Mr Arafat, typically, battled for some of his loyalists. The idea of a rapidly formed slimmed-down government was dropped.
And dropped, too, was the notion of Mr Korei inheriting control over all the security personnel. A new national security council was indeed formally established as a unified command over the thousands of uniformed men. But it was Mr Arafat, not Mr Korei, who was named at its head.
For Mr Sharon and his ministers, weighing various possible responses to Mr Abbas's resignation, the appointment of what several ministers called an Arafat "stooge" as his replacement, the Tuesday suicide bombings and the ongoing alerts about more bombers en route, this may have been the last straw.
Mr Arafat repeatedly denies Israeli and American claims that he directly encourages acts of terrorism, but for the majority of Israelis, and the overwhelming majority of Mr Sharon's ministers, those denials ring hollow. Day after day for much of this "second Intifada," he was filmed for Palestinian television telling supporters in his office that "a million martyrs" needed to march on Jerusalem - with "martyrs" a paper-thin euphemism for suicide bombers. (The bombings are routinely called "martyrdom operations" in the Palestinian media.)
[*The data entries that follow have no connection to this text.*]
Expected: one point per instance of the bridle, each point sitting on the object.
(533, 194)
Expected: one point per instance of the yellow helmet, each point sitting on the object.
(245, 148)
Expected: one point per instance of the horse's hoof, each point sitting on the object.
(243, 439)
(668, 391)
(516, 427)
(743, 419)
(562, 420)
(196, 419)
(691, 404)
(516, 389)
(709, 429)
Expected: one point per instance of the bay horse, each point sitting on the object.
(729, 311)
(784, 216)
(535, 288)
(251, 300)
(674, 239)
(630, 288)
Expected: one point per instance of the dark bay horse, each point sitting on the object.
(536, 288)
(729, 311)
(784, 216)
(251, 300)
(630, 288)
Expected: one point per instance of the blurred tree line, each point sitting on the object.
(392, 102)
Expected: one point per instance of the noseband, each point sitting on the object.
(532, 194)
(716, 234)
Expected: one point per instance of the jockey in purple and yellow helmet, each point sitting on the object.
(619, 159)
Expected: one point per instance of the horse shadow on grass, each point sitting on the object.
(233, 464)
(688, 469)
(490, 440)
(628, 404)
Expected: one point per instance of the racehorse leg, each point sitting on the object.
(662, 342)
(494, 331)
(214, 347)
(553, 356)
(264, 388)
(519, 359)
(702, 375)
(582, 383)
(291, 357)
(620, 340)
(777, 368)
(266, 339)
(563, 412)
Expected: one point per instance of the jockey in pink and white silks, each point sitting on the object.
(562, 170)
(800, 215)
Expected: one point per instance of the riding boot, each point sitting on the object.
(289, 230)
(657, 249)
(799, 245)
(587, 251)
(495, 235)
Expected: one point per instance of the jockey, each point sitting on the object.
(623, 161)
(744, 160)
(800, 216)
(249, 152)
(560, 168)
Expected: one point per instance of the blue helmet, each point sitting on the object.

During its reinvasion of much of the West Bank in April 2002, following the killing of 120 Israelis in bombings and shooting attacks that March, Israel captured documents showing Mr Arafat's signing-off on payments to known killers.
The massive Karine A shipment of arms from Iran, intercepted by Israel en route to Gaza, could not conceivably have been arranged without Mr Arafat's sanction, the Israelis and the Americans have concluded.
In short, even leaving aside the issue of whether Mr Arafat was offered viable terms for Palestinian statehood at the Camp David talks three years ago, the Israeli and American consensus isthat Mr Arafat clear-headedly resorted to terrorism when those talks collapsed.
One of the more bitter ironies, for Mr Arafat and his supporters, is that in the three years of Intifada violence that have followed, his Fatah grouping has been much weakened - notwithstanding the latest displays of public solidarity for him - and Hamas much boosted.
As ordinary Palestinians have suffered from the Israeli roadblocks, closures, curfews and bans on workers entering Israel, Hamas has both provided financial assistance, using funds channeled from Iran and Saudi Arabia, and has been perceived as the group most willing and able to stand up to the loathed Israelis, via bombings and shootings and incendiary rhetoric. In opinion polls, Hamas now equals Fatah as the grouping of preference.
Another of those ironies, this time for Israel, is that if Mr Arafat is indeed now expelled, his absence will almost certainly be exploited by Hamas, filling the leadership vacuum and stirring its growing body of adherents into ever greater hostility to the Jewish state.
Still, it is not clear, at the end of this tumultuous week, when or even whether Israel does actually intend to expel Mr Arafat, nor that it would be physically able to do. Mr Arafat, after all, is vowing that he will not go quietly; that he would rather die than submit to deportation.
Much now will depend on two factors: the Bush administration's determination to prevent his expulsion (the US fears greater consequent instability in Iraq and may believe, too, that it is saving Israel from damaging itself); and what happens next on the ground.
If Hamas, or Mr Arafat's own self-declared loyalists in the Fatah-linked Al-Aqsa Brigades, carry out further major attacks on Israeli targets, no amount of US pressure may be sufficient to stay the Israeli government's hand.